第06話 魔境の入り口で
夜が明ける気配はなく、森の奥は深い闇に包まれていた。
葉擦れの音が不気味に響き、獣の遠吠えが低く唸るように耳元でうねり、全身を震わせた。
レイの足取りは重く、擦り切れた靴が泥にまみれ、濡れた葉がべったりと張り付いている。
息が上がり、喉は渇き、胸が焼けつくように痛んでくる。
何度も膝が崩れ落ちそうになり、視界は霞み、足元の枝に引っかかり転びそうになる。
それでも、彼の足は止まる事はなかった。
止まってしまったら、もう終わりなのだと本能が叫んでいるのだ。
何かが、今すぐ背後から牙を剥き、喉元に噛みついてくるような恐怖が、ひたひたと迫っている気がしてならなかった。
「……はぁ、はぁ……クソ……!」
喉が引き裂けそうに痛い。
吐き出した息が白く煙り、冷たい空気が肺を刺した。
寒さで指先は痺れ、拳を握る感覚さえ徐々に薄れていく。
それでも、震える手をぎゅっと握りしめ、血がにじむほど強く爪を立てた。
前へ、前へと足を動かすたび、胸の奥がぎゅっと締めつけられる。何かが崩れていきそうな感覚に、唇を噛んで堪えた。
「ここが……魔境の入り口か……」
かすれた声で呟いた言葉は、夜風にかき消されそうになった。
目の前に広がるのは、深い瘴気に覆われた谷間だった。
木々は黒く枯れ、土はひび割れ、獣の腐臭が漂い、空気は重く濁り、まとわりつくように肺に入り込んできた。
生命の気配は薄れ、あるのはただ、得体の知れない殺意と、じっとりとした悪意だけだった。
「怖いのか……?いや、違う……これが、俺の行くべき場所だ……!」
声が震え、歯の根が鳴り、震える唇を噛みしめながら、レイは瞳を閉じ、無理やり足を踏み出す。
足元の小石が崩れ、バランスを崩して肩から倒れかけた。
地面に手をつき、冷たい泥と腐葉土の匂いが鼻を突き、指先がじんじんと痛み、顔を歪め、呻き声が漏れた。
涙が滲み、何度も何度も深呼吸を繰り返し、喉の奥で血の味が広がるのを感じた。
「……怖い……怖いけど……!まだ、死にたくない……死にたくないんだ……!」
本当は、怖くてたまらない。
叫びに近い声が、夜の森に響く。
喉が掠れ、涙が頬を濡らし、震える身体を無理やり持ち上げ、膝を叩き、拳で地面を殴り、歯を食いしばる。
目の奥が痛み、視界が滲んで何も見えなくなる。
それでも、何も見えないその闇の中で、レイの瞳だけはかすかに光を宿していた。
燃えるような怒りと、どうしようもない絶望、そして、それでもなお折れない意志が、その奥で静かに煌めいていた。
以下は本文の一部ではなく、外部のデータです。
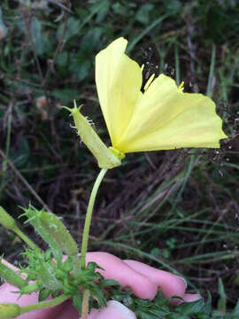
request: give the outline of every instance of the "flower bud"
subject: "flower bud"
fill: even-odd
[[[75,241],[61,221],[54,214],[42,211],[39,213],[39,219],[42,227],[68,256],[75,256],[78,254],[78,247]]]
[[[73,109],[68,109],[73,115],[75,127],[81,141],[87,145],[97,160],[100,168],[113,168],[121,164],[121,159],[112,152],[102,142],[86,117],[80,113],[80,108],[74,104]]]
[[[20,307],[17,304],[3,303],[0,304],[0,318],[15,318],[20,315]]]

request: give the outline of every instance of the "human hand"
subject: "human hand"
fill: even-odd
[[[101,252],[87,253],[87,262],[96,262],[103,269],[97,269],[106,279],[119,281],[122,287],[128,286],[133,292],[142,298],[153,300],[160,287],[165,297],[173,295],[181,297],[184,301],[190,302],[201,298],[198,294],[186,293],[184,280],[167,271],[158,270],[144,263],[135,261],[121,261],[120,258]],[[18,300],[18,294],[12,292],[16,287],[9,284],[0,286],[1,303],[18,303],[20,307],[36,303],[38,293],[23,295]],[[79,319],[77,310],[72,306],[71,300],[51,308],[35,310],[26,313],[18,319]],[[108,301],[107,307],[101,309],[92,309],[89,319],[135,319],[135,314],[118,301]]]

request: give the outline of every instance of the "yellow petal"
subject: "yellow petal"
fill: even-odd
[[[142,71],[125,54],[127,41],[113,41],[96,57],[96,82],[112,145],[126,130],[141,95]]]
[[[179,91],[173,80],[160,74],[135,105],[121,140],[122,152],[181,147],[220,147],[227,138],[215,104],[202,94]]]

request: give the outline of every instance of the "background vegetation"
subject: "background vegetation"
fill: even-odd
[[[80,244],[98,167],[60,106],[83,104],[109,144],[94,58],[125,36],[127,53],[149,72],[211,96],[230,139],[220,151],[129,154],[101,187],[90,249],[174,269],[191,292],[209,290],[214,307],[232,308],[239,296],[238,2],[2,0],[0,8],[1,205],[15,217],[29,201],[48,207]],[[1,253],[19,261],[17,237],[0,229],[0,243]]]

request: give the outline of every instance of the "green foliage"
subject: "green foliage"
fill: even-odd
[[[35,206],[48,206],[66,216],[67,226],[81,240],[77,234],[96,163],[58,106],[70,106],[74,98],[84,104],[83,112],[107,141],[96,94],[94,57],[118,36],[133,43],[131,56],[140,63],[146,55],[143,61],[161,72],[173,77],[175,69],[187,91],[197,88],[205,93],[210,84],[227,133],[236,136],[237,1],[94,0],[82,5],[77,1],[4,0],[0,5],[4,35],[0,36],[0,150],[5,154],[0,154],[0,198],[14,216],[19,214],[16,206],[26,206],[29,199]],[[158,23],[164,14],[168,16]],[[37,98],[45,96],[48,105],[36,106]],[[232,115],[221,112],[227,106]],[[229,146],[232,152],[227,153]],[[225,308],[225,296],[227,311],[236,318],[238,310],[232,310],[238,298],[236,152],[235,138],[223,148],[227,156],[219,163],[209,163],[201,153],[189,164],[188,153],[177,152],[129,155],[130,160],[109,176],[112,191],[107,185],[101,190],[92,247],[104,245],[123,258],[144,258],[157,268],[183,273],[192,278],[189,286],[212,292],[217,318]],[[209,157],[212,160],[213,153]],[[29,215],[35,213],[32,208]],[[37,232],[60,261],[62,252],[53,238],[39,228]],[[6,254],[19,258],[14,236],[1,230],[0,241]],[[198,282],[197,277],[206,279]],[[225,294],[218,288],[218,277]]]

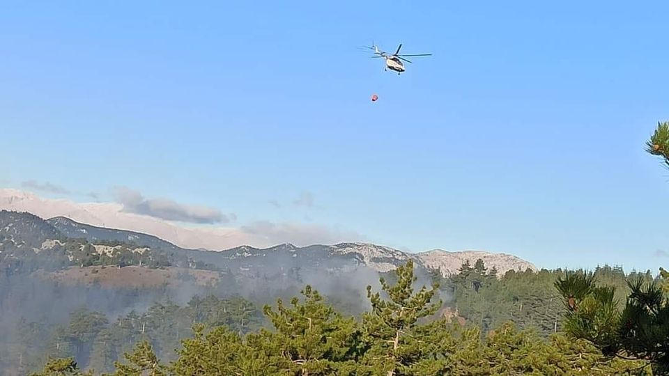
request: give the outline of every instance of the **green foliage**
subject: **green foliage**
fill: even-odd
[[[646,142],[646,151],[661,157],[669,166],[669,122],[658,122],[654,133]]]
[[[56,358],[49,359],[41,372],[31,373],[31,376],[85,376],[93,373],[83,373],[79,370],[75,359]]]
[[[569,336],[589,341],[605,356],[648,361],[656,373],[669,372],[669,303],[661,287],[642,277],[629,281],[630,293],[620,310],[615,288],[598,285],[585,273],[567,274],[555,286]]]
[[[115,363],[116,371],[114,376],[164,376],[167,375],[166,368],[160,364],[160,361],[151,343],[143,340],[137,344],[130,354],[124,354],[124,357],[128,364]]]
[[[603,270],[599,273],[609,275],[610,269]],[[583,312],[583,301],[591,297],[594,303],[603,300],[617,307],[611,303],[615,300],[613,290],[595,285],[597,273],[568,274],[567,282],[551,279],[557,274],[546,271],[498,276],[482,262],[463,265],[462,272],[446,281],[447,288],[464,290],[460,296],[466,301],[494,292],[502,295],[495,301],[528,304],[544,293],[537,291],[555,284],[577,298],[570,312]],[[54,334],[59,343],[70,345],[61,345],[60,359],[52,359],[36,375],[81,375],[75,363],[79,358],[72,354],[84,357],[86,351],[90,361],[84,369],[118,376],[649,375],[644,360],[612,358],[585,340],[562,333],[546,335],[540,328],[523,329],[514,320],[523,321],[523,315],[507,314],[504,317],[513,320],[493,324],[502,320],[502,316],[495,316],[485,331],[477,322],[462,326],[440,318],[435,315],[442,303],[437,294],[444,292],[436,283],[439,278],[432,276],[431,288],[417,285],[410,261],[387,276],[380,279],[381,291],[373,292],[368,287],[370,309],[360,320],[342,315],[308,285],[301,298],[289,304],[279,299],[275,306],[263,308],[270,327],[267,329],[249,324],[256,314],[239,297],[196,297],[185,307],[169,301],[156,303],[143,314],[131,312],[112,324],[96,313],[77,310],[70,322]],[[525,278],[530,282],[521,288]],[[472,281],[480,283],[477,292]],[[628,288],[634,292],[637,286],[632,283]],[[647,288],[643,292],[649,292]],[[644,296],[656,299],[656,292],[650,292]],[[656,303],[636,299],[649,304],[644,306],[647,308]],[[563,302],[556,301],[558,310]],[[523,310],[532,312],[528,317],[541,313]],[[630,310],[629,315],[635,312]],[[620,317],[627,314],[622,311]],[[31,327],[29,323],[24,327]],[[84,350],[77,347],[79,343]],[[125,361],[110,366],[122,353]]]
[[[417,279],[411,260],[399,267],[396,275],[397,282],[392,286],[380,279],[388,299],[382,299],[379,292],[372,294],[371,286],[367,286],[371,311],[362,317],[365,340],[369,343],[364,363],[370,370],[383,371],[388,375],[412,372],[412,367],[422,358],[420,342],[423,339],[415,330],[418,322],[441,306],[441,301],[431,303],[438,284],[431,290],[423,286],[414,294]]]

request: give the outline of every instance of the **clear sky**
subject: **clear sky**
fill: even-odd
[[[643,151],[669,119],[665,1],[28,3],[0,11],[3,186],[669,266],[669,171]],[[398,77],[372,40],[433,56]]]

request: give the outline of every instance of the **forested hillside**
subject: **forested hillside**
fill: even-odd
[[[399,275],[395,272],[387,273],[385,275],[387,283],[397,283],[398,286],[408,288],[406,285],[407,279],[415,279],[415,277],[413,276],[413,273],[409,275],[408,271],[403,272],[403,270],[399,270]],[[402,272],[406,273],[406,275],[402,274]],[[374,357],[370,358],[367,352],[378,352],[378,354],[385,354],[387,352],[388,349],[384,347],[385,345],[379,345],[381,347],[376,349],[374,342],[378,340],[380,343],[385,343],[384,341],[392,340],[392,336],[390,334],[376,334],[389,333],[388,331],[392,328],[383,329],[383,326],[394,322],[392,325],[413,328],[411,329],[415,331],[412,334],[413,336],[429,336],[430,338],[429,340],[425,340],[426,343],[431,343],[426,348],[422,348],[415,343],[412,342],[413,344],[407,343],[406,345],[409,347],[417,347],[410,351],[408,350],[407,351],[410,352],[403,354],[402,357],[408,357],[411,359],[415,357],[427,357],[426,359],[439,359],[443,357],[445,354],[454,352],[450,356],[452,359],[449,358],[450,360],[441,366],[430,365],[429,362],[426,361],[420,367],[443,367],[445,370],[454,370],[456,368],[453,367],[460,368],[466,366],[465,363],[456,366],[458,364],[454,360],[456,359],[459,359],[457,361],[467,363],[473,361],[472,359],[475,358],[472,357],[477,357],[480,359],[477,361],[491,363],[491,362],[497,361],[491,359],[497,359],[501,356],[509,357],[509,359],[505,361],[509,363],[502,366],[505,362],[502,362],[499,367],[512,367],[509,369],[515,369],[514,372],[519,372],[523,369],[535,369],[535,367],[539,367],[541,365],[541,367],[547,368],[536,369],[564,369],[570,370],[569,372],[574,371],[576,374],[587,375],[585,370],[587,369],[588,361],[592,362],[590,364],[592,366],[604,361],[598,357],[594,350],[588,345],[580,342],[572,343],[560,334],[560,316],[564,313],[564,308],[553,283],[558,277],[563,274],[564,272],[560,270],[542,270],[538,273],[509,272],[503,276],[495,276],[494,271],[487,270],[482,262],[477,263],[473,266],[465,264],[461,268],[459,274],[451,277],[440,278],[435,274],[433,282],[438,284],[438,287],[433,291],[430,291],[431,301],[436,305],[430,309],[420,311],[421,313],[417,315],[418,317],[415,318],[417,321],[408,324],[403,323],[404,319],[396,316],[397,312],[395,311],[397,310],[401,311],[403,308],[399,306],[411,307],[426,304],[426,296],[424,299],[417,299],[410,303],[405,301],[399,304],[399,306],[387,306],[383,301],[385,299],[389,298],[387,292],[382,292],[378,298],[372,295],[371,301],[368,301],[368,309],[362,311],[358,308],[351,308],[351,306],[357,306],[357,299],[347,301],[345,297],[341,295],[332,298],[328,296],[321,297],[320,295],[316,295],[307,288],[305,290],[306,297],[302,297],[307,299],[307,303],[305,306],[300,304],[293,306],[297,301],[284,299],[284,302],[279,303],[278,306],[272,308],[274,311],[270,308],[266,308],[265,315],[263,315],[262,304],[259,302],[252,302],[240,296],[217,296],[215,291],[213,290],[210,295],[195,296],[185,304],[179,304],[166,297],[169,294],[164,291],[162,297],[160,294],[154,293],[153,299],[155,300],[151,304],[147,301],[144,309],[138,308],[125,313],[116,313],[109,315],[100,311],[96,311],[84,306],[75,306],[61,322],[50,320],[49,318],[45,317],[46,315],[45,313],[32,319],[20,318],[12,336],[10,336],[11,340],[2,344],[3,356],[0,357],[0,359],[2,359],[3,369],[15,370],[15,372],[19,373],[18,374],[41,369],[50,357],[70,357],[82,370],[95,370],[96,374],[102,372],[111,373],[114,370],[114,361],[122,360],[124,352],[130,352],[133,345],[146,339],[151,344],[156,356],[164,364],[176,361],[176,366],[178,368],[186,367],[185,363],[192,361],[186,360],[188,357],[192,356],[188,349],[191,349],[190,352],[204,352],[202,354],[227,359],[223,354],[210,352],[214,351],[213,350],[206,351],[202,350],[202,347],[213,346],[214,343],[224,338],[226,345],[231,347],[229,349],[230,351],[232,351],[232,347],[236,346],[238,349],[234,350],[236,352],[238,350],[246,352],[240,353],[256,354],[261,352],[261,350],[255,347],[259,346],[263,349],[261,352],[268,357],[267,359],[255,359],[254,361],[257,362],[255,366],[249,363],[247,366],[225,366],[243,368],[247,366],[251,367],[249,369],[259,367],[258,369],[261,370],[268,364],[275,364],[272,362],[277,362],[275,363],[276,367],[289,367],[291,362],[299,361],[298,358],[300,357],[307,357],[307,358],[314,357],[315,361],[318,357],[328,357],[330,356],[328,354],[336,353],[339,354],[338,356],[341,357],[341,359],[328,360],[329,366],[323,369],[344,367],[345,364],[348,364],[347,362],[361,361],[358,358],[364,358],[367,356],[365,361],[370,362],[370,364],[368,365],[367,370],[364,372],[368,373],[362,374],[375,375],[376,373],[371,370],[374,369],[372,366],[374,363],[372,361]],[[599,268],[596,275],[598,281],[601,281],[603,283],[618,286],[621,289],[621,294],[624,293],[623,291],[624,286],[626,286],[626,280],[630,277],[637,276],[634,274],[626,276],[620,268],[609,267]],[[645,274],[643,276],[652,279],[649,273]],[[420,287],[415,282],[413,285]],[[364,287],[360,286],[360,288],[363,290]],[[390,297],[392,297],[394,292],[392,292],[393,290],[390,288],[390,286],[385,288],[390,292]],[[372,293],[374,293],[376,290],[375,288]],[[398,296],[401,297],[401,299],[406,299],[406,297],[406,297],[407,294],[405,292],[399,294]],[[438,301],[440,297],[443,300]],[[396,297],[396,299],[400,298]],[[285,303],[286,301],[291,301],[287,306]],[[291,306],[293,308],[290,308]],[[335,312],[342,311],[347,313],[335,315]],[[383,315],[388,317],[380,322],[375,321],[379,320],[378,316]],[[421,317],[424,318],[421,319]],[[374,318],[376,318],[373,320]],[[312,338],[307,336],[307,329],[309,327],[309,319],[312,326],[325,325],[325,327],[319,327],[318,329],[324,331],[318,333],[316,337]],[[425,321],[426,320],[427,321]],[[305,325],[305,327],[302,327],[301,329],[293,329],[292,325],[285,327],[287,324],[286,322],[290,323],[295,320],[300,322],[300,325]],[[424,326],[413,327],[417,323],[421,323]],[[197,324],[203,324],[206,329],[197,329],[198,327],[194,327]],[[378,325],[381,326],[380,329],[374,329],[375,336],[383,335],[387,338],[374,339],[366,336],[371,334],[369,333],[366,334],[364,331],[371,330],[366,327],[366,325],[372,324],[374,325],[374,328]],[[328,329],[328,325],[332,327]],[[337,328],[341,326],[348,328],[346,330],[349,331],[343,334],[336,333],[337,331],[340,330]],[[208,334],[208,336],[199,337],[203,334],[199,334],[199,331],[194,332],[194,327],[196,330],[205,330]],[[213,331],[210,333],[209,331],[211,330]],[[277,333],[277,330],[288,331],[288,332]],[[293,336],[298,336],[298,334],[291,334],[292,333],[291,331],[293,330],[297,330],[298,332],[299,330],[306,331],[300,332],[301,333],[300,335],[307,336],[307,337],[305,338],[300,338],[299,336],[294,337]],[[324,334],[325,332],[330,330],[334,330],[335,332]],[[321,346],[318,345],[318,341],[321,340],[317,339],[318,338],[326,340],[330,336],[337,337],[337,336],[339,336],[338,338],[344,342],[323,345],[325,347],[325,348],[309,347],[309,346],[317,347]],[[433,336],[437,336],[438,338],[432,338]],[[346,340],[348,340],[346,338],[360,342],[348,343]],[[292,340],[297,342],[291,344]],[[314,342],[314,340],[316,342]],[[272,343],[275,341],[277,341],[277,343],[272,345]],[[521,345],[521,347],[513,351],[509,350],[509,351],[512,352],[509,354],[493,355],[494,348],[500,346],[510,346],[509,341],[517,343],[514,346]],[[530,346],[531,342],[536,342],[538,344],[532,346],[539,347],[522,347]],[[282,357],[283,355],[279,356],[282,352],[275,347],[279,346],[279,343],[282,344],[281,346],[287,346],[286,348],[295,346],[294,349],[295,354],[291,355],[295,359],[289,360],[283,359]],[[403,342],[401,343],[404,344]],[[466,343],[469,345],[463,345]],[[440,347],[443,346],[445,347]],[[272,350],[272,348],[275,350]],[[536,363],[534,365],[513,364],[513,358],[521,353],[517,352],[538,352],[539,350],[546,354],[537,353],[537,358],[535,360]],[[182,352],[180,353],[179,351]],[[219,349],[217,351],[222,350]],[[272,351],[278,352],[272,354]],[[307,352],[301,354],[300,351]],[[315,352],[312,354],[312,352]],[[419,352],[422,354],[412,354],[411,352]],[[422,352],[427,352],[422,354]],[[552,359],[549,355],[551,352],[554,356],[559,354],[564,359],[547,360],[539,357],[541,355]],[[573,353],[570,354],[569,352]],[[189,355],[189,354],[191,354]],[[579,362],[576,362],[573,359],[569,360],[570,357],[580,359],[582,356],[587,356],[586,359],[590,360],[582,360]],[[256,357],[261,357],[261,355]],[[349,359],[349,357],[351,358]],[[492,357],[492,358],[489,359],[486,357]],[[483,359],[486,359],[485,361]],[[243,360],[238,359],[234,361],[243,363]],[[501,361],[501,359],[498,360]],[[213,359],[207,361],[215,363],[220,361]],[[233,361],[230,361],[233,363]],[[444,361],[446,361],[444,360]],[[451,361],[456,363],[451,364],[449,363]],[[479,370],[477,371],[479,373],[461,374],[486,375],[488,373],[486,373],[494,368],[493,366],[484,366],[477,364],[477,361],[466,366],[474,367],[472,369],[480,367]],[[554,361],[555,363],[551,364],[551,361]],[[266,364],[263,362],[268,363]],[[544,362],[548,363],[544,363]],[[213,363],[208,366],[213,367]],[[605,362],[606,366],[602,369],[612,370],[613,368],[610,367],[622,367],[622,363],[619,364],[619,363]],[[298,365],[299,361],[294,363],[292,366],[298,367]],[[325,367],[325,366],[322,366]],[[321,366],[314,365],[314,370],[309,374],[323,374],[318,373],[318,371]],[[578,371],[580,373],[576,372],[579,368],[581,369],[581,371]],[[183,373],[185,372],[183,370],[185,368],[180,369],[182,370],[180,371],[182,373],[178,373],[178,374],[190,374]],[[415,371],[417,373],[406,372],[408,373],[403,372],[398,374],[425,375],[417,370]],[[260,374],[263,373],[259,373]],[[609,373],[603,372],[601,374]]]
[[[479,258],[445,274],[392,249],[349,244],[222,254],[145,239],[151,248],[133,242],[141,237],[113,232],[110,240],[107,229],[12,212],[0,212],[0,368],[8,375],[76,373],[75,363],[136,375],[118,363],[133,351],[130,359],[143,364],[136,368],[160,359],[160,372],[176,375],[647,372],[643,361],[564,336],[555,283],[568,271],[500,273]],[[86,236],[72,237],[77,228]],[[615,288],[621,307],[628,281],[640,277],[654,279],[607,265],[593,273]]]
[[[649,375],[641,361],[605,357],[560,333],[542,336],[509,322],[491,324],[494,330],[486,333],[476,322],[463,326],[434,317],[441,306],[437,285],[416,285],[411,262],[392,274],[394,282],[382,279],[380,291],[368,288],[370,308],[360,317],[338,313],[309,286],[300,299],[266,306],[263,320],[238,297],[156,304],[113,322],[77,310],[69,322],[50,330],[22,322],[17,330],[25,335],[8,354],[18,358],[11,366],[20,372],[43,366],[35,375]],[[472,294],[507,289],[509,306],[527,304],[532,298],[513,297],[525,296],[512,288],[517,277],[487,283],[463,273],[450,282]],[[468,297],[461,303],[476,306]],[[562,309],[556,306],[555,313]]]

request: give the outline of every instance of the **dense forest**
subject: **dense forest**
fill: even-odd
[[[669,123],[658,124],[647,151],[669,166]],[[121,267],[126,259],[162,267],[160,257],[147,264],[136,249],[103,260],[82,244],[62,253],[82,268],[84,260]],[[89,288],[38,282],[7,265],[0,302],[21,309],[0,308],[24,313],[0,318],[12,328],[0,342],[9,375],[669,375],[662,268],[656,276],[608,265],[500,275],[478,260],[448,277],[432,273],[426,284],[410,260],[368,285],[364,304],[360,295],[321,295],[309,285],[266,304],[231,293],[224,279],[179,304],[167,286],[96,299]],[[63,300],[57,309],[22,306],[45,293]],[[134,308],[109,309],[115,306]]]
[[[565,307],[554,285],[564,274],[498,276],[479,260],[449,278],[435,274],[433,285],[424,288],[410,263],[385,275],[381,291],[369,291],[364,311],[347,311],[354,302],[329,299],[309,286],[300,299],[264,307],[214,294],[183,306],[157,298],[143,312],[114,318],[77,307],[60,324],[22,318],[0,359],[3,369],[22,375],[53,374],[59,367],[75,374],[75,364],[95,375],[140,375],[138,370],[153,367],[176,375],[649,372],[643,362],[607,357],[565,336]],[[626,275],[608,266],[594,276],[621,296],[627,281],[653,280],[649,272]]]

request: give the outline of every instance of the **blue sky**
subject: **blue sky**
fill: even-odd
[[[669,171],[643,151],[669,118],[669,4],[286,3],[3,4],[3,185],[540,267],[669,263]],[[372,40],[433,56],[398,77]]]

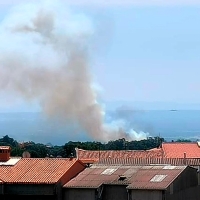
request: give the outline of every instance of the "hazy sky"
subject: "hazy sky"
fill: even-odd
[[[0,0],[0,21],[18,2]],[[103,100],[200,103],[199,1],[95,2],[69,8],[93,24],[91,70]],[[0,98],[0,110],[29,109],[6,92]]]

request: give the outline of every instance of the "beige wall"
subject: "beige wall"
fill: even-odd
[[[95,200],[95,189],[68,188],[63,191],[63,200]],[[113,199],[114,200],[114,199]]]
[[[131,200],[163,200],[159,190],[131,190]]]

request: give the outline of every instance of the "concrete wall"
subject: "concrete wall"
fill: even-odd
[[[200,186],[191,187],[174,194],[166,193],[166,200],[200,200]]]
[[[5,184],[4,194],[9,195],[54,195],[55,185],[50,184]]]
[[[96,190],[68,188],[63,190],[63,200],[95,200]],[[114,200],[114,199],[113,199]]]
[[[127,185],[104,185],[102,200],[126,200],[128,193],[126,190]]]
[[[130,200],[163,200],[160,190],[131,190]]]
[[[37,195],[37,196],[32,196],[32,195],[6,195],[6,196],[0,196],[1,200],[55,200],[55,196],[44,196],[44,195]]]

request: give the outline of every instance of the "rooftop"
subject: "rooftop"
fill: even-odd
[[[198,142],[163,142],[161,148],[166,158],[200,158]]]
[[[77,157],[84,163],[95,163],[108,158],[129,159],[129,158],[162,158],[162,149],[155,150],[104,150],[92,151],[77,149]]]
[[[98,188],[102,184],[127,185],[128,189],[166,189],[186,166],[92,165],[64,185],[65,188]]]
[[[53,184],[76,162],[80,161],[70,158],[21,158],[15,165],[0,166],[0,180],[6,183]]]

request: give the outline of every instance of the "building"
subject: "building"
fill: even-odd
[[[92,165],[63,186],[64,200],[197,200],[197,170],[171,165]]]
[[[165,158],[200,158],[200,142],[163,142]]]
[[[199,142],[163,142],[159,148],[150,150],[104,150],[76,149],[77,158],[87,164],[172,164],[200,168]]]
[[[98,163],[106,159],[151,159],[163,158],[161,149],[154,150],[83,150],[76,148],[76,157],[86,164]]]
[[[12,158],[9,147],[0,150],[2,200],[61,200],[62,186],[85,169],[73,158]]]

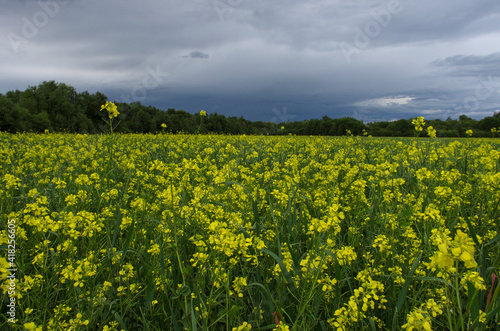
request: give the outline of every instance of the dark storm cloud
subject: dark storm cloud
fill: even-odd
[[[498,1],[0,7],[1,93],[54,79],[115,100],[264,121],[480,118],[500,109]]]
[[[208,54],[200,52],[200,51],[193,51],[193,52],[189,53],[189,55],[184,55],[183,58],[208,59]]]

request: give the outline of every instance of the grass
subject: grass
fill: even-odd
[[[0,153],[2,327],[498,329],[498,140],[0,134]]]

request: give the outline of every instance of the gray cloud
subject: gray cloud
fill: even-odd
[[[496,0],[214,4],[0,1],[0,93],[56,80],[264,121],[285,108],[365,121],[500,109]],[[363,103],[395,96],[411,101]]]
[[[208,59],[208,54],[200,52],[200,51],[193,51],[193,52],[189,53],[189,55],[184,55],[183,58]]]

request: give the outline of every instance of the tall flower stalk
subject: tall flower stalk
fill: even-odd
[[[109,117],[109,120],[104,119],[104,122],[106,122],[106,124],[109,125],[109,131],[113,133],[113,118],[118,117],[118,115],[120,115],[120,113],[118,112],[118,107],[113,102],[106,101],[106,103],[101,106],[101,111],[103,110],[106,110],[108,112],[108,117]],[[118,124],[120,124],[120,122],[118,122],[115,125],[114,127],[115,129],[118,126]]]

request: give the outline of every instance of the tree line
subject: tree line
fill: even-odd
[[[0,94],[0,130],[7,132],[109,132],[108,114],[100,111],[107,97],[96,92],[78,93],[74,87],[55,81],[44,81],[25,91],[9,91]],[[310,119],[304,121],[274,123],[249,121],[243,117],[226,117],[211,113],[202,116],[184,110],[161,110],[140,102],[117,103],[120,112],[114,132],[122,133],[218,133],[218,134],[295,134],[329,135],[346,134],[389,137],[414,135],[412,119],[382,121],[365,124],[351,117]],[[474,136],[491,137],[491,129],[500,131],[500,112],[482,120],[461,115],[458,120],[426,120],[433,126],[438,137],[465,137],[467,130]],[[347,131],[349,130],[349,132]]]

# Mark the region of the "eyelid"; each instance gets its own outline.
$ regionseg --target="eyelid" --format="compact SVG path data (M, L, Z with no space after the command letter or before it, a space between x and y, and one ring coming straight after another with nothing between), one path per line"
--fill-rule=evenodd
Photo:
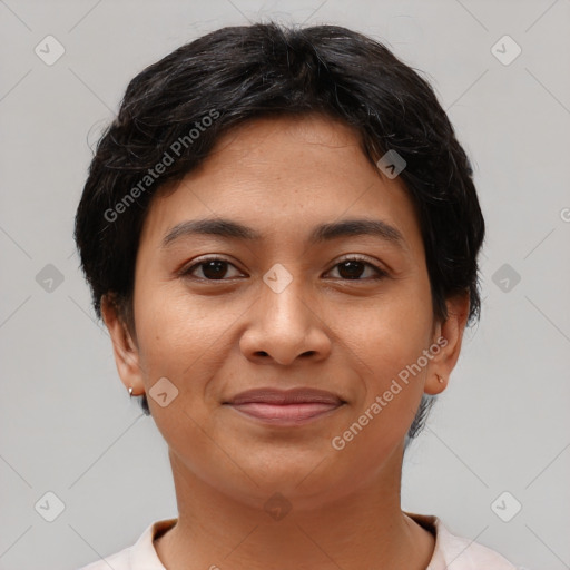
M184 265L183 268L177 272L177 274L179 276L186 276L189 278L194 278L196 281L205 281L205 282L225 282L225 281L230 281L235 277L229 277L229 278L223 278L223 279L204 279L203 277L194 277L191 276L191 273L194 269L198 268L200 265L203 264L206 264L208 262L225 262L227 263L228 265L232 265L234 266L237 271L240 271L236 264L227 258L225 258L224 256L222 255L218 255L218 254L212 254L212 255L208 255L206 257L198 257L197 259L193 259L191 262L191 265ZM362 255L362 254L345 254L343 257L341 257L340 259L336 259L333 265L331 265L331 267L325 272L325 275L327 273L330 273L331 271L333 271L334 268L336 268L337 265L342 264L342 263L345 263L345 262L360 262L360 263L363 263L365 265L368 265L371 266L375 272L376 272L376 276L375 277L368 277L368 279L341 279L341 281L353 281L353 282L358 282L358 281L362 281L362 282L366 282L366 281L370 281L371 278L374 279L374 278L382 278L382 277L387 277L389 276L389 272L386 269L384 269L383 267L381 267L380 265L377 265L377 262L372 262L368 257Z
「絶対に……負けない……負けたくない!俺は、絶対に……死なない……!」
吐き出した声は荒く、掠れていても、確かに生きようとする叫びだった。
月明かりがかすかに届き、涙と血に濡れた頬が白く照らされる。
その一滴一滴が、決意の証のように冷たく光り、土に染み込み、夜の森の一部となって消えていった。
――生きる。生き抜いて、必ず見返す。
――笑った奴らを泣かせ、絶望させ、すべてを覆してやる。
――そのためなら、この命すら賭けてやる。
レイは足元の土を掴み、爪で抉り、泥に爪跡を刻みながら、震える足で立ち上がった。
息が荒く、肩が震え、全身が痛みに軋んでも、その背筋だけは折れず、夜の森に一歩踏み出したその足音が、乾いた音を立てた。
彼の背を照らすのは、冷たい月の光と、誰にも届かぬ祈りだけだった。